Many times, the main communication platforms (phone and email) may be affected and alternative methods of contacting your employees will be needed.  An effective communication plan will account for initial communications at the onset of a disaster, as well as ongoing updates to keep staff informed throughout the event.  Automated Notification systems can provide a lot of value to your organization in this area.

Test your plan regularly. If you’re not testing your DR process, you may not have one that works. Your backup hardware may have failed, you may be relying on someone incapable of dealing with a disaster, your internet connection may be too slow to restore your data in the expected amount of time, the DR key employee may have changed their cell phone number. There are a lot of things that may break a perfect plan. The only way to find them is to test it when you can afford to fail.

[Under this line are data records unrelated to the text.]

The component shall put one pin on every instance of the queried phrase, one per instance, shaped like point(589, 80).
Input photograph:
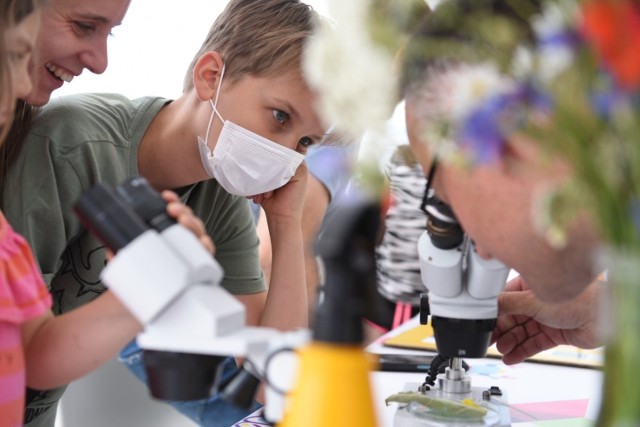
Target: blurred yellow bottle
point(332, 389)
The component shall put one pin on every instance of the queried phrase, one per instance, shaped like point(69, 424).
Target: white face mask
point(243, 162)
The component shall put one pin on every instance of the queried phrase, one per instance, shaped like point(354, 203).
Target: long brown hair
point(12, 12)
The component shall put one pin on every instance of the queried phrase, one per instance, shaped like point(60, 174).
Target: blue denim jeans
point(211, 412)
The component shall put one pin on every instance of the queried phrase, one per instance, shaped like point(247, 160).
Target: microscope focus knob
point(424, 309)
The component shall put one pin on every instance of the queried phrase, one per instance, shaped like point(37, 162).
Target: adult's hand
point(526, 326)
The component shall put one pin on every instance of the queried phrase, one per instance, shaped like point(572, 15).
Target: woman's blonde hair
point(258, 37)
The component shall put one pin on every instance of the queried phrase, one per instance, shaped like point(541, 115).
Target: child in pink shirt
point(23, 296)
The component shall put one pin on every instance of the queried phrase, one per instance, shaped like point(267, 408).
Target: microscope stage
point(415, 415)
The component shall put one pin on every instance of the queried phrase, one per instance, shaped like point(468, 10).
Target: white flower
point(554, 56)
point(472, 85)
point(353, 77)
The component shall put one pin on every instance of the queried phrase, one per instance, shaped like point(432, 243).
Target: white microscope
point(462, 301)
point(170, 283)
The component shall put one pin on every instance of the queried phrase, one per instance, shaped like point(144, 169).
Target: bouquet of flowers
point(576, 90)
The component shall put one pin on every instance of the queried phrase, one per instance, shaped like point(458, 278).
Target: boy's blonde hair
point(258, 37)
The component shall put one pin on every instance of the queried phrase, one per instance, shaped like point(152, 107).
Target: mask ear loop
point(215, 110)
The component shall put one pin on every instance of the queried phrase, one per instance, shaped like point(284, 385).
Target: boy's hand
point(184, 215)
point(286, 201)
point(526, 326)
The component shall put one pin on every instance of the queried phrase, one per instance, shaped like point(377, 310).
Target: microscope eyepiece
point(147, 203)
point(114, 222)
point(442, 224)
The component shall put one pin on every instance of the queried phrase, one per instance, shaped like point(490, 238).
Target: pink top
point(23, 296)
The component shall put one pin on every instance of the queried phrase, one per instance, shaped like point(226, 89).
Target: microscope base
point(497, 416)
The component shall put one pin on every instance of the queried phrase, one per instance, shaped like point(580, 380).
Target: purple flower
point(635, 214)
point(484, 130)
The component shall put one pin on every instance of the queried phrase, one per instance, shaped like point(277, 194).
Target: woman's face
point(20, 41)
point(73, 37)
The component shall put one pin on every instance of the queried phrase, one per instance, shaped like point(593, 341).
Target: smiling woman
point(74, 38)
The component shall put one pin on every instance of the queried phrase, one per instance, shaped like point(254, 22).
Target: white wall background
point(150, 52)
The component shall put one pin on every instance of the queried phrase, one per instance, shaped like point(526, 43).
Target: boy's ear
point(206, 75)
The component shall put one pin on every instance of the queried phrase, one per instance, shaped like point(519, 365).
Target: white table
point(526, 383)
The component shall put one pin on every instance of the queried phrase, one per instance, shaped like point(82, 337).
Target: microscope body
point(462, 295)
point(163, 275)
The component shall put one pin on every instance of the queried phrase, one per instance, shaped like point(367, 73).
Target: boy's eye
point(280, 116)
point(83, 27)
point(17, 56)
point(306, 142)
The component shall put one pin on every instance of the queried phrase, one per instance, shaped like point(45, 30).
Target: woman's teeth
point(59, 73)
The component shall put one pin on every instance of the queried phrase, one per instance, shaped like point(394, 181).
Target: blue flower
point(483, 133)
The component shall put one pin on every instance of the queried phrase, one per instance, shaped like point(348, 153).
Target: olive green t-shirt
point(80, 140)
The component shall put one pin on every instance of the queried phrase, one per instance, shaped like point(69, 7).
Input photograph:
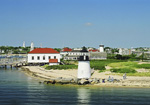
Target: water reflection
point(84, 95)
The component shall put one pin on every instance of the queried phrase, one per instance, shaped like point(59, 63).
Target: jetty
point(12, 61)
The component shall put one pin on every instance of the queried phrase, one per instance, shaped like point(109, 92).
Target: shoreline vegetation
point(106, 73)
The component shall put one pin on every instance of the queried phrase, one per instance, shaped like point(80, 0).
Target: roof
point(43, 50)
point(67, 49)
point(98, 54)
point(94, 50)
point(53, 60)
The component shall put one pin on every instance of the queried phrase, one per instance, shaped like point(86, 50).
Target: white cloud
point(88, 24)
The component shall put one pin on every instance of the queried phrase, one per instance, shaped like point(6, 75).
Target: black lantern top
point(83, 58)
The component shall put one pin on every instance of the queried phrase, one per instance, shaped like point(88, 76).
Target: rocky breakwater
point(77, 81)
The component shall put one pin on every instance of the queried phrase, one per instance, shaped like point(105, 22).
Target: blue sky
point(75, 23)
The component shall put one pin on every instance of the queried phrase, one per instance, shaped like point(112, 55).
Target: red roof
point(43, 50)
point(93, 50)
point(53, 60)
point(67, 49)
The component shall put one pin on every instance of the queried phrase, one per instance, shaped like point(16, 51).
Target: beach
point(45, 75)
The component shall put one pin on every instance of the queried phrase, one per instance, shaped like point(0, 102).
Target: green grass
point(123, 70)
point(123, 64)
point(145, 66)
point(142, 74)
point(100, 64)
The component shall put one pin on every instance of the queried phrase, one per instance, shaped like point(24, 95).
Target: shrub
point(145, 66)
point(123, 70)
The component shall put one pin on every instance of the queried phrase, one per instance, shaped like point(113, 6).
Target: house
point(41, 56)
point(124, 51)
point(64, 52)
point(98, 54)
point(74, 54)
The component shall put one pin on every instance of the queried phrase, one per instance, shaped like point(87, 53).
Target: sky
point(75, 23)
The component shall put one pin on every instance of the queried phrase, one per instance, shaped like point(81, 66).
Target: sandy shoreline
point(131, 81)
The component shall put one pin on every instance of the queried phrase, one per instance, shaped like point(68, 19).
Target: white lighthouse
point(84, 70)
point(24, 44)
point(32, 46)
point(101, 48)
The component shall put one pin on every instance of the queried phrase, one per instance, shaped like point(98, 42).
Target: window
point(32, 57)
point(38, 57)
point(43, 57)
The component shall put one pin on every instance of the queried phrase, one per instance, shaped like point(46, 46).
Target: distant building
point(124, 51)
point(44, 56)
point(74, 54)
point(97, 55)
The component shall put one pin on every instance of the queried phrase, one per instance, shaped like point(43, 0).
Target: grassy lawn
point(117, 66)
point(129, 68)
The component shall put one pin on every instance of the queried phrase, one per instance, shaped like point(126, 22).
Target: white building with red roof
point(65, 51)
point(44, 56)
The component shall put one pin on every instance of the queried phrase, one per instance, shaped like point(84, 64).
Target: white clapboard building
point(43, 56)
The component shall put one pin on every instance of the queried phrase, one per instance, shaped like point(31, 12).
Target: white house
point(65, 52)
point(44, 56)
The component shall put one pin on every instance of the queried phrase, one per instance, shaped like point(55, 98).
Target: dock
point(12, 62)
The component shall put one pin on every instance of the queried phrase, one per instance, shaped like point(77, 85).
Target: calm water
point(18, 89)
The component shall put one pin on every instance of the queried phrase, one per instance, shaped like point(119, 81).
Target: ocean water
point(18, 89)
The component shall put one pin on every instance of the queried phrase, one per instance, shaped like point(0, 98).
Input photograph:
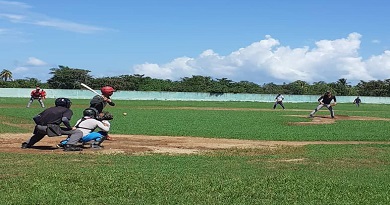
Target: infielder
point(37, 94)
point(325, 100)
point(279, 100)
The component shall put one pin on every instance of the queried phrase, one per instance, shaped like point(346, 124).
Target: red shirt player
point(37, 94)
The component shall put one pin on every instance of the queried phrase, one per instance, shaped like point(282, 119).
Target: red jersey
point(36, 94)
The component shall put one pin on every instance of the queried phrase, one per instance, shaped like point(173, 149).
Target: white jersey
point(88, 125)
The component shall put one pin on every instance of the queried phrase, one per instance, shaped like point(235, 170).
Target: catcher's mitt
point(105, 116)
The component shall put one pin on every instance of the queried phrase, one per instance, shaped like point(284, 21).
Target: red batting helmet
point(107, 90)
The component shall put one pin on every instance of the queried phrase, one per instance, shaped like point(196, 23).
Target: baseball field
point(176, 152)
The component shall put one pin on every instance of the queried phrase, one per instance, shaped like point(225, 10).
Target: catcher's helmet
point(107, 90)
point(90, 112)
point(63, 102)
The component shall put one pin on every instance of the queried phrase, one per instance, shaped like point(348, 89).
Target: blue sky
point(258, 41)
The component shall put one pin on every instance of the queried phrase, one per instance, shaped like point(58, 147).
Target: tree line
point(65, 77)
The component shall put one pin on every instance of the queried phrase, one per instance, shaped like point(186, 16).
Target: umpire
point(48, 123)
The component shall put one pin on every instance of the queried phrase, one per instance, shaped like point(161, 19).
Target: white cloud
point(269, 61)
point(32, 61)
point(14, 4)
point(17, 12)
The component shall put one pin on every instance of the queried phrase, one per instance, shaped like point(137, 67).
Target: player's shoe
point(68, 147)
point(25, 145)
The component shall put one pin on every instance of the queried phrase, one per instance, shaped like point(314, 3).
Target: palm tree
point(6, 75)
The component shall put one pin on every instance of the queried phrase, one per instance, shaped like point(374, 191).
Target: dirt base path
point(140, 144)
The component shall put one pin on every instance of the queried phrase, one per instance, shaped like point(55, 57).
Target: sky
point(279, 41)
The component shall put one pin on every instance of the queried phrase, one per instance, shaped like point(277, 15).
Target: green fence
point(184, 96)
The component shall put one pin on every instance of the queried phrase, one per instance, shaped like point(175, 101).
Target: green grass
point(320, 174)
point(312, 174)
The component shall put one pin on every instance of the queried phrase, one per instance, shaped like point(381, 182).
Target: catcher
point(325, 100)
point(37, 94)
point(87, 124)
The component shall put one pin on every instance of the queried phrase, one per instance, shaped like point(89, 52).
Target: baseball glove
point(105, 116)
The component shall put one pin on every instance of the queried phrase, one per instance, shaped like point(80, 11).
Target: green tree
point(6, 75)
point(68, 78)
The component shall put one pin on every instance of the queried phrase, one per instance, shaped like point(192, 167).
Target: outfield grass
point(313, 174)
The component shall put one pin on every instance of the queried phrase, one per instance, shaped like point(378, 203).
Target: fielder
point(37, 94)
point(90, 121)
point(325, 100)
point(279, 100)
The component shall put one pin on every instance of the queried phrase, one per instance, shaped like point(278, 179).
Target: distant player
point(325, 101)
point(357, 101)
point(279, 100)
point(37, 94)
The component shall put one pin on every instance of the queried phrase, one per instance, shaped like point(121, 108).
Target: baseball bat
point(90, 89)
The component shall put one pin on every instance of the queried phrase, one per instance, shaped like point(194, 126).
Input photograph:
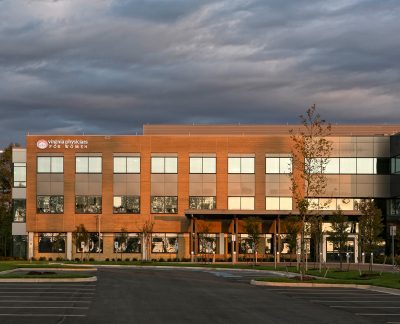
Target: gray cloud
point(110, 66)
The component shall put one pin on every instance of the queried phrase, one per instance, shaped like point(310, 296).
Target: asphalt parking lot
point(44, 302)
point(378, 306)
point(144, 295)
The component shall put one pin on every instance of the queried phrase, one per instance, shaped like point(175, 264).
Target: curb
point(46, 269)
point(55, 280)
point(391, 291)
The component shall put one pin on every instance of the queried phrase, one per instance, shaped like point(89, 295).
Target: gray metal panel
point(19, 229)
point(19, 193)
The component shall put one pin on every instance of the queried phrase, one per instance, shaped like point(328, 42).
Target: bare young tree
point(205, 241)
point(81, 238)
point(252, 228)
point(370, 227)
point(339, 234)
point(310, 153)
point(123, 240)
point(146, 229)
point(292, 230)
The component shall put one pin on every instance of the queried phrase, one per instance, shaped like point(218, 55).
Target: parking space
point(377, 306)
point(44, 302)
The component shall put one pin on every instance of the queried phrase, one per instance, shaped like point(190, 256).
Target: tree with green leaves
point(370, 227)
point(252, 228)
point(123, 240)
point(310, 153)
point(81, 238)
point(339, 233)
point(292, 230)
point(6, 184)
point(146, 229)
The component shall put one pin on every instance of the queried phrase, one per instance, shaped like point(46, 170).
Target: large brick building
point(187, 180)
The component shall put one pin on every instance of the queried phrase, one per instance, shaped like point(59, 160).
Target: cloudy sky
point(104, 66)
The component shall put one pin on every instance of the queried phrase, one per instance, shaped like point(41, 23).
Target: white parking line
point(43, 307)
point(333, 293)
point(354, 301)
point(44, 292)
point(43, 315)
point(45, 301)
point(374, 307)
point(376, 314)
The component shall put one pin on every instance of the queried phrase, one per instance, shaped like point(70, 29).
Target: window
point(88, 204)
point(127, 243)
point(164, 165)
point(240, 165)
point(19, 210)
point(126, 164)
point(278, 165)
point(202, 165)
point(50, 204)
point(52, 242)
point(164, 243)
point(164, 205)
point(126, 205)
point(88, 164)
point(278, 203)
point(241, 203)
point(207, 242)
point(50, 164)
point(19, 175)
point(92, 245)
point(202, 203)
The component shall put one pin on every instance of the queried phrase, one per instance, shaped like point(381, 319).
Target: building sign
point(62, 144)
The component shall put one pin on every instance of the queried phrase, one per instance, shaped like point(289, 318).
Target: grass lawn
point(386, 279)
point(44, 276)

Keep in mind that when it comes to disaster recovery, you’re only as good as your last test. A testing schedule is the single most important part of any DR plan.  The more comprehensive the testing, the more successful a company will be at getting back on their feet.  Also, failing a test is not a bad thing. It is better to find these problems early than to find them during a crisis. Decide what needs to be modified and test until you’re successful.

And don’t forget about testing your employees. The employees that are involved need to be well versed in the plan and be able to perform every task they are assigned. Running simulated disasters and drills help ensure that your staff can execute the plan when an actual event occurs.